Collect (RapidMiner Studio Core)

Synopsis

This operator combines multiple input objects into a single collection.

Description

The Collect operator combines a variable number of input objects into a single collection. It is important to know that all input objects should be of the same IOObject class. In the Process View, collections are indicated by double lines. If the input objects are collections themselves then the output of this operator would be a collection of collections. However if the unfold parameter is set to true then the output will be the union of all elements of the input collections. After combining objects into a collection, the Loop Collection operator can be used to iterate over this collection. The Select operator can be used to retrieve the required element of the collection.

Collections can be useful when you want to apply the same operations on a number of objects. The Collect operator will allow you to collect the required objects into a single collection, the Loop Collection operator will allow you to iterate over all collections and finally you can separate the input objects from collection by individually selecting the required element by using the Select operator.

Input

  • input (IOObject)

    This operator can have multiple inputs. When one input is connected, another input port becomes available which is ready to accept another input (if any). The order of inputs remains the same. The object supplied at the first input port of the Collect operator becomes the first element of the resultant collection.

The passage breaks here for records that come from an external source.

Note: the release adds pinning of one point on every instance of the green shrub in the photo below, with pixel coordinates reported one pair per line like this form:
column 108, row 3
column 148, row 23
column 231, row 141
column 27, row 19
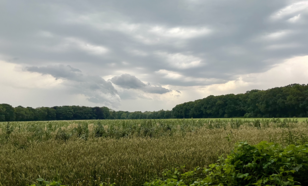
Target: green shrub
column 262, row 164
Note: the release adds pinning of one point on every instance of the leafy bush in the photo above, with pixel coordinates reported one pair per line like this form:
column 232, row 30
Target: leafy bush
column 262, row 164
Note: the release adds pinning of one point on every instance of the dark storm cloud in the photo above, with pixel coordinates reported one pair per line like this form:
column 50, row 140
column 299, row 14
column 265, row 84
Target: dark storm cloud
column 95, row 88
column 61, row 71
column 127, row 81
column 203, row 42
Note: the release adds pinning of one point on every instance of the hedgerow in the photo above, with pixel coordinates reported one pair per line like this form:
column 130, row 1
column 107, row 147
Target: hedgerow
column 262, row 164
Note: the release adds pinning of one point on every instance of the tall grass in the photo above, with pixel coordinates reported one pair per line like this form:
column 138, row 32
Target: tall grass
column 126, row 152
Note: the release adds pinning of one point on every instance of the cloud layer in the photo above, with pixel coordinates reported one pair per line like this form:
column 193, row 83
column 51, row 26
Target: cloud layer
column 131, row 82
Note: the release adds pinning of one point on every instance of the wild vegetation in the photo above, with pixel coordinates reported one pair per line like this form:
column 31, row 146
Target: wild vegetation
column 288, row 101
column 137, row 152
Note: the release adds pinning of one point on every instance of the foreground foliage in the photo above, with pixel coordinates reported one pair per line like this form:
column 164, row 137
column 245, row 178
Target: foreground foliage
column 262, row 164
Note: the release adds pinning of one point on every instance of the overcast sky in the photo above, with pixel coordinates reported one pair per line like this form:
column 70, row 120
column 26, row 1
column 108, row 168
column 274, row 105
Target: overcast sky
column 140, row 55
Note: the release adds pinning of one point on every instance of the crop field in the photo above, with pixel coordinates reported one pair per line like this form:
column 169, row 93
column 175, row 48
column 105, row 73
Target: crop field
column 128, row 152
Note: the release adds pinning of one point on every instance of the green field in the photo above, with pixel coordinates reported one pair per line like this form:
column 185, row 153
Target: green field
column 128, row 152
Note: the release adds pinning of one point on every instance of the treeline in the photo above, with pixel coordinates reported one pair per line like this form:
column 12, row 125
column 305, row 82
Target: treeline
column 9, row 113
column 288, row 101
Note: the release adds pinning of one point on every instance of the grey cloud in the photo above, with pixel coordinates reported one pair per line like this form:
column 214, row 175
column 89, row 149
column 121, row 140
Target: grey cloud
column 131, row 82
column 60, row 71
column 95, row 88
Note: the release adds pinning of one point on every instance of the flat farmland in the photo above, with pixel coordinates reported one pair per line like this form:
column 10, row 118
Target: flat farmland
column 128, row 152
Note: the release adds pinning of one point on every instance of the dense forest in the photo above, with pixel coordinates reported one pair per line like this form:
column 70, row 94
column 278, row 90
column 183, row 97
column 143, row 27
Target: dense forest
column 288, row 101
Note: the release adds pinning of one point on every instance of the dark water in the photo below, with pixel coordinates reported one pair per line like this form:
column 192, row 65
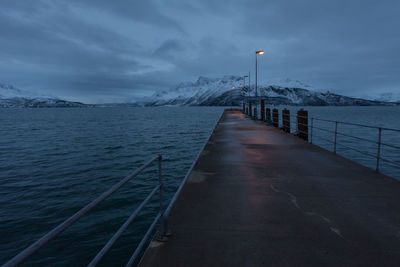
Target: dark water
column 54, row 161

It is important to note that all input objects should be of the same IOObject class.

Output

  • collection (Collection)

    All the input objects are combined into a single collection and the resultant collection is delivered through this port.

Parameters

  • unfoldThis parameter is only applicable when the input objects are collections. This parameter specifies whether collections received at the input ports should be unfolded. If the input objects are collections themselves and the unfold parameter is set to false, then the output of this operator would be a collection of collections. However if the unfold parameter is set to true then the output will be the union of all elements of the input collections. Range: boolean

Tutorial Processes

Introduction to collections

This Example Process explains a number of important ideas related to collections. This Example Process shows how objects can be collected into a collection, then some preprocessing is applied on the collection and finally individual elements of the collection are separated as required.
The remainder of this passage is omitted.